Orange alert ends with new US alert system
The current alert rainbow was launched in 2002 by then-prez George W Bush.
New York: Less than a decade after creating a colour-coded threat system in response to the 9/11 attacks, the United States next week debuts an improved system for informing Americans about a terror risk, officials said on Wednesday.
US Homeland Security Secretary Janet Napolitano said one reason for scuttling the current system is the criticism that it often created more confusion than clarity.
"We are changing to a system that gives people specificity, tells them what to do, what to prepare, what to look for and how to get more information," she told NBC television.
"It will be specific to geography, to event or incident," she said.
"And it will sunset in two weeks -- we get out of the business of cascading alerts," she said.
In order for an alert to remain active for longer than two weeks, "the intelligence community needs to re-evaluate it”, Napolitano said.
"If the information has changed, if the alert no longer needs to exist, it will automatically go away."

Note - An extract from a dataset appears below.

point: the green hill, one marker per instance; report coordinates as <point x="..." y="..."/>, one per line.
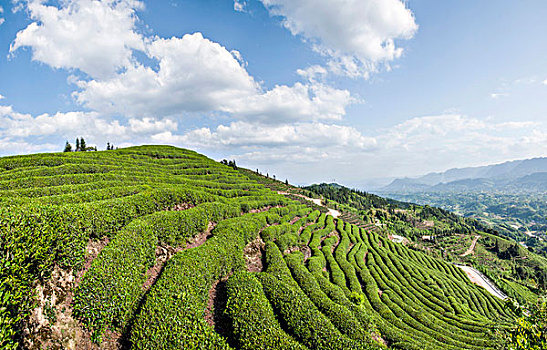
<point x="156" y="247"/>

The current alert rainbow, launched in 2002 by then-president George W Bush, ranged from the lowest level green to blue (guarded), yellow (elevated), orange (high) and red (severe).

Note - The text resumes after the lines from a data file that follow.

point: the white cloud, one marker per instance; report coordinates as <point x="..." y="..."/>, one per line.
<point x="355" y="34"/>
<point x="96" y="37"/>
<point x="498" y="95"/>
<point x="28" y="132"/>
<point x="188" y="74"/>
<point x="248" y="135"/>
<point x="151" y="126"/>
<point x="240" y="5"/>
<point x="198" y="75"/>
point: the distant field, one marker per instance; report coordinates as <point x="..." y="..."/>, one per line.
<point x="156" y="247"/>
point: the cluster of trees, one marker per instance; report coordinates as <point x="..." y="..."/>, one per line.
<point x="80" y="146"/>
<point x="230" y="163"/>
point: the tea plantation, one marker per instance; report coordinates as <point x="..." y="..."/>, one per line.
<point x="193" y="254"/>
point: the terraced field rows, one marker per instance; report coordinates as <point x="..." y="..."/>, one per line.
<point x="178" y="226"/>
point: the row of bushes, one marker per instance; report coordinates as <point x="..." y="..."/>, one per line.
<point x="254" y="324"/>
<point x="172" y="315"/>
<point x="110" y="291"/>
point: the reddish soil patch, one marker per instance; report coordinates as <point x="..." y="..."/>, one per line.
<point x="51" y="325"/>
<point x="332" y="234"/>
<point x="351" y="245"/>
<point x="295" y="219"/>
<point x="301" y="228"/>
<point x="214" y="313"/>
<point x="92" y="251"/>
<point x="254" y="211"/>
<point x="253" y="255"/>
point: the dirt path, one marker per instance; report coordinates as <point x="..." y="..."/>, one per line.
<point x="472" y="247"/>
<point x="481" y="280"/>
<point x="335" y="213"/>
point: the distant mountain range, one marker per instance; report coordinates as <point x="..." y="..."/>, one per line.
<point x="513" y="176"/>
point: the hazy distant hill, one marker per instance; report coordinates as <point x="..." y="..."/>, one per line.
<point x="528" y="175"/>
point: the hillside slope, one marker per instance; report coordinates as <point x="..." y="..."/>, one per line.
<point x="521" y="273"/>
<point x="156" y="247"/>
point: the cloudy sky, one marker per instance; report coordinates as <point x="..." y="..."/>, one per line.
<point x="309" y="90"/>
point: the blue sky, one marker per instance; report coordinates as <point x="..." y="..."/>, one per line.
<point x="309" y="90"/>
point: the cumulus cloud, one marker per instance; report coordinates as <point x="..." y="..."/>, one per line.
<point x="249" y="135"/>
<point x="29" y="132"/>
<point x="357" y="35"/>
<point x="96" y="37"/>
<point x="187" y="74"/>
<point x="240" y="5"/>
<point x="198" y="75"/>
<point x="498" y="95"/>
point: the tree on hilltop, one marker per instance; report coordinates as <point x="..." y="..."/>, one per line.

Napolitano said the United States has been on "orange" since 2006.
Most Americans however have been hard-pressed at any given time to say what the alert level was, or to know whether or not a given colour designation was cause for concern.
Napolitano said the new system, which goes into effect April 26, means that an alert will be invoked only when a clear terror danger exists.
"Say goodbye to orange," Napolitano said.
"This is about specific or imminent threats people need to know about to prepare themselves, their families, work with their communities," she told NBC.
"If we are asking them to look for something they can help with that," she said.